All this screening action from Netflix is competing, however inadvertently, with the up-and-running virtual/live hybrid of the New York Film Festival now through the middle of next month. Festivals has been jones-ing for many of these Netflix titles but the streamer has steadfastly determined to stay off the fest circuit completely this season, and with the creation of things like the new virtual screening room and the eventual (hopefully) reopening of the Egyptian in Hollywood and Paris in New York, it is clearly doing its own thing to bang the drums not so slowly. But don’t count out the fests, which are making do with the likes of Searchlight’s Nomadland, Amazon’s One Night In Miami, the stirring Mexican film New Order and others including a big get last night for the NYFF world premiere of Sofia Coppola’s On the Rocks, a dazzling comedic ode to New York that has her Oscar-nominated Lost In Translation star Bill Murray teamed with a wonderful Rashida Jones for what I said in my Deadline review last night is the comedy of the year.

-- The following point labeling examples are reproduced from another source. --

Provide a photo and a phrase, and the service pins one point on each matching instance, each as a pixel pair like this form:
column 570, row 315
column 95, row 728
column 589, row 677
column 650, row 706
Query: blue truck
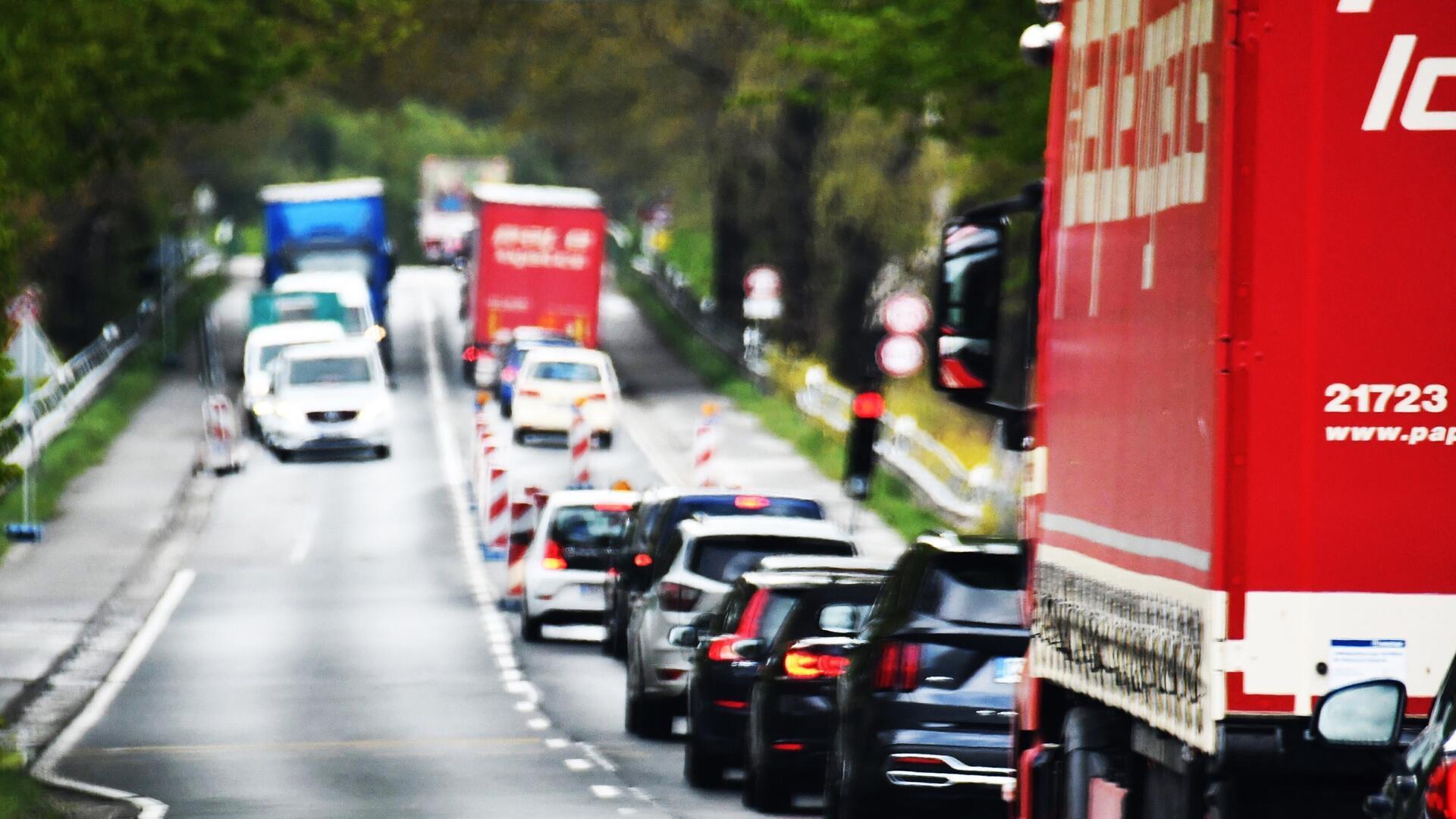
column 335, row 228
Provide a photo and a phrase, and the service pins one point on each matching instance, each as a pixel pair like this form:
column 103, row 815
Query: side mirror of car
column 1365, row 713
column 752, row 649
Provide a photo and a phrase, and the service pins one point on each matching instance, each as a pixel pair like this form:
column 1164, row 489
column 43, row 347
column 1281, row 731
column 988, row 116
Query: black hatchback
column 737, row 635
column 655, row 541
column 927, row 701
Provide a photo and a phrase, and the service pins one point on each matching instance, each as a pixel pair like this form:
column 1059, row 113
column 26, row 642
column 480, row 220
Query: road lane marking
column 306, row 745
column 105, row 694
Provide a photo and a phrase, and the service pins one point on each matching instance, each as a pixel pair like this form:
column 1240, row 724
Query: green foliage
column 85, row 444
column 957, row 64
column 890, row 497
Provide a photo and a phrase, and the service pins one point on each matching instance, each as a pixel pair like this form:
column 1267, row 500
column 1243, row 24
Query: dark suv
column 927, row 700
column 740, row 632
column 655, row 539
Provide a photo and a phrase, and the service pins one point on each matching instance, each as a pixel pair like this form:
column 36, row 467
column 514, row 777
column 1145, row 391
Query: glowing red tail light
column 677, row 598
column 801, row 664
column 899, row 667
column 555, row 558
column 1440, row 792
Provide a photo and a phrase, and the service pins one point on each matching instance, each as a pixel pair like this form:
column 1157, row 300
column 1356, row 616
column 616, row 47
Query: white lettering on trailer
column 1138, row 120
column 1417, row 114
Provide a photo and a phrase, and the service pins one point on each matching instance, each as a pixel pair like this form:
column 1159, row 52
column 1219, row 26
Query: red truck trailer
column 1231, row 363
column 536, row 262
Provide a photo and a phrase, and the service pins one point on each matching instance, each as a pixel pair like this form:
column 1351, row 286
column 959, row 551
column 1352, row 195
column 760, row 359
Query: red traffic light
column 870, row 406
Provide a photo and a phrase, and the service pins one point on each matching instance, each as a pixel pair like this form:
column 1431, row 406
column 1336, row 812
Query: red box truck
column 536, row 262
column 1223, row 333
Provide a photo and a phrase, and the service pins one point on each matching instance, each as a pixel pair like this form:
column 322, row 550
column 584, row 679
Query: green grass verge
column 85, row 444
column 22, row 798
column 889, row 496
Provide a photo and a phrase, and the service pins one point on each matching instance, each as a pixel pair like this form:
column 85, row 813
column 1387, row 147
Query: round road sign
column 900, row 354
column 762, row 283
column 906, row 314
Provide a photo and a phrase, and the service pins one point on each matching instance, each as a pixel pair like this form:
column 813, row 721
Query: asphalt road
column 338, row 656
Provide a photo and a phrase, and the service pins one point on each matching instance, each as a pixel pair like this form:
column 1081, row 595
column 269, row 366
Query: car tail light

Awards-wise, this one could really step up for Apple/A24 with numerous Golden Globe nominations in their Comedy/Musical categories, and for my money — and with the right campaign — a Best Supporting Actor Oscar shot (where I hear the distributor may be headed in its thinking) for Murray, who has a role he was born for as the playboy charmer of a father who teams with his daughter to stalk her husband who may (or may not) be fooling around with a work colleague. Murray, who in my opinion should have won that Oscar for their first collaboration in 2003 (Sean Penn instead picked up his first Oscar for Mystic River), just owns this movie from the moment he hits the screen to the moment the leaves. It could be that rare comic turn that grabs the hearts and minds of Academy voters. It seems, at this point, one that may be as irresistible as the lighthearted but oh-so-accomplished comedy that Coppola has cooked up. She deserves another crack by the way for her Original Screenplay, and may well find herself in that race again just as she did when she won for Lost In Translation.